Life opens with Espinosa’s camera floating in zero gravity like its character, hiding edits as it glides around presenting the illusion of a single lengthy shot. The film gives us enough of an introduction to these characters without getting too invested in unnecessary backstory. After all, most of these characters are just fodder ready to be ravaged by an alien. Ryan Reynolds is the comedy relief, cracking wise as usual, while Jake Gyllenhaal is the doctor disillusioned with Earth and Rebecca Ferguson is so prepared that her backup plans have backup plans. We get just enough sense of who these people are that we’re invested when everything goes to hell.

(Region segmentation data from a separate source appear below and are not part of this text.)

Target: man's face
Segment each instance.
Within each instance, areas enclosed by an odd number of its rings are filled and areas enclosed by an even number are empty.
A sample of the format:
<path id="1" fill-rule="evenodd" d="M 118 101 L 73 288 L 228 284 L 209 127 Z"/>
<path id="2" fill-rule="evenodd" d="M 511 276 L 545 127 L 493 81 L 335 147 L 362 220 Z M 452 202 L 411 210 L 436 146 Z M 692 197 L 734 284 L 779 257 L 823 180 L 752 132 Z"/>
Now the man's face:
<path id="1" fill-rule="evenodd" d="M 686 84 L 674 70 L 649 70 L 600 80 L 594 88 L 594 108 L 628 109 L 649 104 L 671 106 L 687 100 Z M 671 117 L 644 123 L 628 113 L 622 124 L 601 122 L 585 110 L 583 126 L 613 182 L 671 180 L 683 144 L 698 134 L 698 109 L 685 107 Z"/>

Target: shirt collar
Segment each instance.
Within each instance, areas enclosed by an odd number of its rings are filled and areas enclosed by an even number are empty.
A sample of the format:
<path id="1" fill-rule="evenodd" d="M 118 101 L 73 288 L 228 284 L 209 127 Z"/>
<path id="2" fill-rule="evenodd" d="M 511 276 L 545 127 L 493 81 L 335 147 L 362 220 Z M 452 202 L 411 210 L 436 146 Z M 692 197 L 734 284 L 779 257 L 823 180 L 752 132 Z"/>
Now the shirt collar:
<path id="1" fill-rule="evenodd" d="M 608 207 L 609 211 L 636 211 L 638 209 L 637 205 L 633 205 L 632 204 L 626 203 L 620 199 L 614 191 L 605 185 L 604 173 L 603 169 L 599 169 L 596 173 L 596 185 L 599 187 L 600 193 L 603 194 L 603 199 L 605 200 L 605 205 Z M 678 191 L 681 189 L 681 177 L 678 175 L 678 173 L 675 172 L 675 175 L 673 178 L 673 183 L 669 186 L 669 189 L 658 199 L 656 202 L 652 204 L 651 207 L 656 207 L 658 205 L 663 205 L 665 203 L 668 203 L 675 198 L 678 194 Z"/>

Once the alien known as Calvin goes on its rampage, Life keeps a tight grip on the audience’s attention by constantly raising the stakes. The creature itself is an interesting creation, looking like an overgrown microorganism that can slither its way in and out of tight spaces. Calvin slithers in and out of the International Space Station while the characters scramble for ways to stop the thing. The events are never bogged down with deadening exposition as the audience is learning about the creature at the same time as the characters, maintaining the suspense throughout.
A no-nonsense space thriller, Life works because it’s simply a lean, mean piece of horror filmmaking. It doesn’t have any pretensions about it. This is a movie that is simply intending to grab you by the throat and never let you go. Sure, Life is simply an Alien knockoff, but it doesn’t screw up the formula and proves there’s still plenty of life left in the template.
A knockoff of Alien, Life is a thrilling piece of filmmaking that isn’t bogged down by pretensions as it unfolds in a non-stop suspenseful thrill ride.